Certified Red Team Analyst (CRTA) Exam Review
Honest Review and No sponsorship was taken for this review!
I took the Certified Red Team Analyst (CRTA) exam from CyberWarfare Labs (CWL) on December 22, 2024. The report review process was quite fast, taking only about two hours. In this post, I will share my experience with the exam and recommendations for preparation.
CRTA Certification Course Purchase
You can buy the CRTA certification course from the following link: CRTA Certification Course
Recommendation
CWL Platform Overview
CWL has two portals:
LMS Portal: Contains lecture videos and PDF course materials.
Labs Portal: Includes labs, write-up documentation, and VPN files.
Before starting the labs, it is crucial to watch the course videos, especially the final section, which contains a case study related to the lab write-ups. Labs have a 30-day access limit and cannot be paused. To access them, simply download the OpenVPN file and connect.
One thing to note is that the lab environment is shared among all students.

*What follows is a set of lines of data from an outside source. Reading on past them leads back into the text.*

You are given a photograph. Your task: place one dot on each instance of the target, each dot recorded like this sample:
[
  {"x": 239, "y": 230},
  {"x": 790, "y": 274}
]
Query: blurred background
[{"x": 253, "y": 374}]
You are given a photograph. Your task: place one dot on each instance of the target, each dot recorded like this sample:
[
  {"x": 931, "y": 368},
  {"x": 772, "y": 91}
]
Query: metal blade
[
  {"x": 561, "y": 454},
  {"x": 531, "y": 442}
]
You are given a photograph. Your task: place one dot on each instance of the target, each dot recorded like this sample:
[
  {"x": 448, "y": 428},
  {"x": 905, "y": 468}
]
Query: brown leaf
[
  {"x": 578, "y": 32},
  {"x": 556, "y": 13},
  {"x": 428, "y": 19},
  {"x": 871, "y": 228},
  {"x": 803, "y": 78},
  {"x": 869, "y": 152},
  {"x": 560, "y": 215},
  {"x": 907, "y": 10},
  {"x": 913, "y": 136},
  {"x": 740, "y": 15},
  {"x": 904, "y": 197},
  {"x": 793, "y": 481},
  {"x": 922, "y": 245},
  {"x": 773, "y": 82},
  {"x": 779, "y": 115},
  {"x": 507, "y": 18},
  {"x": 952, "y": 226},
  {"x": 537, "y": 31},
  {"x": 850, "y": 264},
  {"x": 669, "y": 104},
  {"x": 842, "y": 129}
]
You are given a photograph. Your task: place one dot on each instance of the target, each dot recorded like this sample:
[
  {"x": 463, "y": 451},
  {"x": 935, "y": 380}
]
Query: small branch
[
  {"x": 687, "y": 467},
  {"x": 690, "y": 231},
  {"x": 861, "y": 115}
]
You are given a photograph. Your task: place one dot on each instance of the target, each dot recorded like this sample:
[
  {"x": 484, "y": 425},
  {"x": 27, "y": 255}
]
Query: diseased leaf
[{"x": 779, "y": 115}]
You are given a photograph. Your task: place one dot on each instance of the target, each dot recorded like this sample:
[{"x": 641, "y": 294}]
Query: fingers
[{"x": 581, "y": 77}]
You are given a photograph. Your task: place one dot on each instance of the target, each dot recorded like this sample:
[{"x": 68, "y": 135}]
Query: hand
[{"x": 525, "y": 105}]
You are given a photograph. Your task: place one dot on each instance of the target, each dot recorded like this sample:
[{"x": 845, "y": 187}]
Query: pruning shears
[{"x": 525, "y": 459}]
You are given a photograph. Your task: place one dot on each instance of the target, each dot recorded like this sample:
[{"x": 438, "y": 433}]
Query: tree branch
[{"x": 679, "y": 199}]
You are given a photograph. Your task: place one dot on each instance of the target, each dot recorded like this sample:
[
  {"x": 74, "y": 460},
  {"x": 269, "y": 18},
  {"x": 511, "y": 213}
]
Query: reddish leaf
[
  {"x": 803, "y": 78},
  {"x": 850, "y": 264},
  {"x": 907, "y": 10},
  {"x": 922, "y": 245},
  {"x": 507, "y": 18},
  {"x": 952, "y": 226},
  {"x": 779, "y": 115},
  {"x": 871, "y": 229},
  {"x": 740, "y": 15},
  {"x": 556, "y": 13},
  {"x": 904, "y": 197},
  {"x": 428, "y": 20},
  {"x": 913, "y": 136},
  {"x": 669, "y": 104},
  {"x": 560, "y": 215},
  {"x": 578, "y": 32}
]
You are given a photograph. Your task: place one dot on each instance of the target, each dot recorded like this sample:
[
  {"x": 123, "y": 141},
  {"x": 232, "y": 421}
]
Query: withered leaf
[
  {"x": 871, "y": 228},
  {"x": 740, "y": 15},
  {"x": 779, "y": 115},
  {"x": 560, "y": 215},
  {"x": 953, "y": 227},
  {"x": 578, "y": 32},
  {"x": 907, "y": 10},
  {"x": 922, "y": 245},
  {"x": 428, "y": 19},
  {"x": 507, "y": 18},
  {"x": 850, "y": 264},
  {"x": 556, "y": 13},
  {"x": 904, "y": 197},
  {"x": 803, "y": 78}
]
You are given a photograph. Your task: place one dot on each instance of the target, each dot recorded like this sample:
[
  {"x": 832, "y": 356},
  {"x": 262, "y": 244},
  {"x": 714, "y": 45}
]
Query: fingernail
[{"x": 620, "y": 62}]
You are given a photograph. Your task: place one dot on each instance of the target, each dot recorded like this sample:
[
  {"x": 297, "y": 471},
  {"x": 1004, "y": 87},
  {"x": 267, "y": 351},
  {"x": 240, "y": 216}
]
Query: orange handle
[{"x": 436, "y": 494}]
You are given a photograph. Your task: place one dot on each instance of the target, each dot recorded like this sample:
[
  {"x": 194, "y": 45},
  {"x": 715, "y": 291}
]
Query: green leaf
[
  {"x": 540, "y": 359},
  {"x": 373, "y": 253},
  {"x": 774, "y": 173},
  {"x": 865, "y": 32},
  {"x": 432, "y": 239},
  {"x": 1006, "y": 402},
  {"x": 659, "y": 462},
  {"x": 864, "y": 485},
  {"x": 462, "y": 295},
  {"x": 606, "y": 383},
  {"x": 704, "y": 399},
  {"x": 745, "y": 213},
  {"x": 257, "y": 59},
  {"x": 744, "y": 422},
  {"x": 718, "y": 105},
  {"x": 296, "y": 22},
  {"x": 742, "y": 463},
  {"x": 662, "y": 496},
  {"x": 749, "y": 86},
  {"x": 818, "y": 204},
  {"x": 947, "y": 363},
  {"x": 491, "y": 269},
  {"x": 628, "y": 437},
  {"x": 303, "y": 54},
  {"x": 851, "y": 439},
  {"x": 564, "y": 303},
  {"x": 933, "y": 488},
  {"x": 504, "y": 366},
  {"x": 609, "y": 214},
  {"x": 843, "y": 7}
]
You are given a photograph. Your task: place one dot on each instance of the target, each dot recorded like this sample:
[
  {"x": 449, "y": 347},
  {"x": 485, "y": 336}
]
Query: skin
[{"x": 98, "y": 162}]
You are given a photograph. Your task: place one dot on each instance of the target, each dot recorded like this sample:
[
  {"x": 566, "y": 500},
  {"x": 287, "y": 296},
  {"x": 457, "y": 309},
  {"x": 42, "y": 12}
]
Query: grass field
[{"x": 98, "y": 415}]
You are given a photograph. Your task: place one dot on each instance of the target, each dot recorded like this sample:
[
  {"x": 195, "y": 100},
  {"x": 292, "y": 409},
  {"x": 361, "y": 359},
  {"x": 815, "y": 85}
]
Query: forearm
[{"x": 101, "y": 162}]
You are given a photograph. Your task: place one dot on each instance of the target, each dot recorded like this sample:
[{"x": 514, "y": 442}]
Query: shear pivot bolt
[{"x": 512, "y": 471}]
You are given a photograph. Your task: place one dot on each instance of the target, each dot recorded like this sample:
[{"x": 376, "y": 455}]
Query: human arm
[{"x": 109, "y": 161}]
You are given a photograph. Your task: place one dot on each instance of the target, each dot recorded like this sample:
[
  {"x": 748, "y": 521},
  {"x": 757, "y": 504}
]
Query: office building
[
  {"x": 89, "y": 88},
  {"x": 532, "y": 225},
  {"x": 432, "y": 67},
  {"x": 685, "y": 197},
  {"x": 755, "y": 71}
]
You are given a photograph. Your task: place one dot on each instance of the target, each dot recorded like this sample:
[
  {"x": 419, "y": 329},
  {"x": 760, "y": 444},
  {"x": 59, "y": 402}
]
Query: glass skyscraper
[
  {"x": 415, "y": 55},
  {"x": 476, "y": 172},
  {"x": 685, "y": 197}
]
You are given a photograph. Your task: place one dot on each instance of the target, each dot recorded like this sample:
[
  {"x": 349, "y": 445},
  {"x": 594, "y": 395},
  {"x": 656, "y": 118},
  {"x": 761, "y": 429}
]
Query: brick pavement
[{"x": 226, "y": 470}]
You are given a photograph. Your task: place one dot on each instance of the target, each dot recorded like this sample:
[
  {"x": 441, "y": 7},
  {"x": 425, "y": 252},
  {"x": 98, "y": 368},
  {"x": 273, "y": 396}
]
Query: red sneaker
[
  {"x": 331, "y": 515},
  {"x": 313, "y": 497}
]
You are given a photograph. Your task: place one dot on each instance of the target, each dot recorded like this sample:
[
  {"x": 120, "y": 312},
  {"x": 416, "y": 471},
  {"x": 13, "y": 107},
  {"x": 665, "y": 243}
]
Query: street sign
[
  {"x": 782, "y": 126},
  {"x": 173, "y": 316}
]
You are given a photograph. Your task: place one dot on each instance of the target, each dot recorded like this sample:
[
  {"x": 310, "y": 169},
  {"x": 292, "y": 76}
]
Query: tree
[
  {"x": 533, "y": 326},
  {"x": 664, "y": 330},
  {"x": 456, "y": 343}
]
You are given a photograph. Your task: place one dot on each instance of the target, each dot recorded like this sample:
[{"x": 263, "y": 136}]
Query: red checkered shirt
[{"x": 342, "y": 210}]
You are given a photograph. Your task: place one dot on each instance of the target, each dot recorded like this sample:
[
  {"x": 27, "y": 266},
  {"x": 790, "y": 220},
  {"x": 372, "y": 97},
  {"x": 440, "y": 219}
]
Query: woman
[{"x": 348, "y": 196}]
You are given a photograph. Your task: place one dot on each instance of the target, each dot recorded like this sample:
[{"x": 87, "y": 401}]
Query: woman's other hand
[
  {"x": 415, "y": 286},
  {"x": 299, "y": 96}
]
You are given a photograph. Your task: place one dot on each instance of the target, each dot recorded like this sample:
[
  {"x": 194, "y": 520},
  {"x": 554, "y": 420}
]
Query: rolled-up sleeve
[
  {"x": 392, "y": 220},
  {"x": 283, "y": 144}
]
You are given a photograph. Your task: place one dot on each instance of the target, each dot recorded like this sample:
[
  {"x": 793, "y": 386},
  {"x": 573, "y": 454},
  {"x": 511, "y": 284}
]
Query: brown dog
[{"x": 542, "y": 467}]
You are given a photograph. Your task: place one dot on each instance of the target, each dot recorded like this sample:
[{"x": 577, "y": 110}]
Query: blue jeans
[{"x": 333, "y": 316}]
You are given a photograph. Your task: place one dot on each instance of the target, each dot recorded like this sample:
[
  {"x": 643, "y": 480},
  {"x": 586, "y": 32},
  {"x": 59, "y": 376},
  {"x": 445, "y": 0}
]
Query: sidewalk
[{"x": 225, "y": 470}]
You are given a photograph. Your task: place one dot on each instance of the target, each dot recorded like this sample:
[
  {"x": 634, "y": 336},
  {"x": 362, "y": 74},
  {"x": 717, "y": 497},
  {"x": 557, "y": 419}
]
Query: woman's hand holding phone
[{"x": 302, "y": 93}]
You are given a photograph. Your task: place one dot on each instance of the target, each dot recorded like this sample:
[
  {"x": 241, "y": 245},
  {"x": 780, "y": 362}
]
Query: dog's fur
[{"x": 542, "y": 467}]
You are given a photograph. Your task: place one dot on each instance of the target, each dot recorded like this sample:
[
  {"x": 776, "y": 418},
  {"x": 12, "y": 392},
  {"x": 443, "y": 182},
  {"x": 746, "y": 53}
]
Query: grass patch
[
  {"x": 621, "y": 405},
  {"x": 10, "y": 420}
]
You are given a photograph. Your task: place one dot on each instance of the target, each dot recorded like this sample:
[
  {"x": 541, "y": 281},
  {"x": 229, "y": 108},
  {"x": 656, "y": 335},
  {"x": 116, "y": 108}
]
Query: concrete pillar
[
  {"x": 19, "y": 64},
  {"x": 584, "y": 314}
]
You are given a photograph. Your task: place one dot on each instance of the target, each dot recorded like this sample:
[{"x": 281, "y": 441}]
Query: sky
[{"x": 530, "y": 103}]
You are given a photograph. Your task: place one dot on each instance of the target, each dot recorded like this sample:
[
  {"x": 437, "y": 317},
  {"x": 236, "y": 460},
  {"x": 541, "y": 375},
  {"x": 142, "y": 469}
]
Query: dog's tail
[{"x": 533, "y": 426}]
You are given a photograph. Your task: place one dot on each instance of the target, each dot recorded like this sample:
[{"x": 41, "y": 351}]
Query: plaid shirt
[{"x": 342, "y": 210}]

If someone misconfigures the lab, you may need to contact support via email and wait about a day for a reset.
Opinion on Course Content
The course content is fairly standard but highly useful for the exam. It explains lab exercises alongside lecture PDFs, making it easier to understand. The materials include a 170-page PDF and videos covering everything from initial access to data exfiltration. One unique feature is the Active Directory (AD) lab setup, which is well-explained.
However, one downside is that the videos have Indian accents, and subtitles are not available, making them slightly difficult to follow.
Exam Procedure
The exam lasts 48 hours:
First 24 hours: Lab access
Next 24 hours: Report submission
The exam report does not require remediation steps, risk scoring, or lengthy explanations like eCPPT. A simple write-up format is sufficient.
I received my OpenVPN file and credentials about 30 minutes before my scheduled exam time. Unlike eCPPT, there was no need to modify the VPN configuration—just download and connect.
The exam has only one flag, located on the final end host.
To schedule the exam, send an email to CWL support specifying your preferred date, time, and both your local timezone and India timezone. Below is an email template for reference.
Exam Experience
Since the exam has a validity period, I will avoid spoilers.
I started my exam at around 2:00 PM. Before beginning, I took a rest and had a meal to stay focused.
For Initial Access, after scanning all ports and services, there were multiple possible entry points. Nearly every service had an exploitation opportunity. After gaining initial access, carefully inspecting files is essential, as they often contain important information for moving forward.
It took me about 2–3 hours before I got stuck. Some of my usual methodologies and tools weren’t working as expected, so I took a break, did some research, and then resumed the exam with a fresh perspective. This helped me progress smoothly.
A notable aspect of the exam is the presence of rabbit holes—many machines appear in the network, but only a few are relevant.
How to Prepare?
If you have experienced with HTB and TryHackMe, you will be well-prepared. The exam includes:
Initial Access
Privilege Escalation
Pivoting
Active Directory Attacks
For pivoting, I recommend practicing on TryHackMe’s Wreath network, following their methodology, and experimenting with different tools such as Metasploitable.
For Active Directory, study:
Lateral movement techniques
Kerberos Ticketing (Golden Ticket/Silver Ticket), as this is highly relevant
Recommended practice labs:
Wreath (TryHackMe)
Attacktive Directory (TryHackMe)
Breaching AD (TryHackMe)
Vulnnet Roasted (TryHackMe)
Active Directory 101 (HTB)
Lastly, don’t forget to eat, sleep, and rest during the exam.
Conclusion
The CRTA exam lab is not as advanced as some other platforms, but considering the price-to-value ratio, it is worth it. This is my first review, so I apologize for any unclear points or mistakes. I hope this helps anyone preparing for the CRTA exam!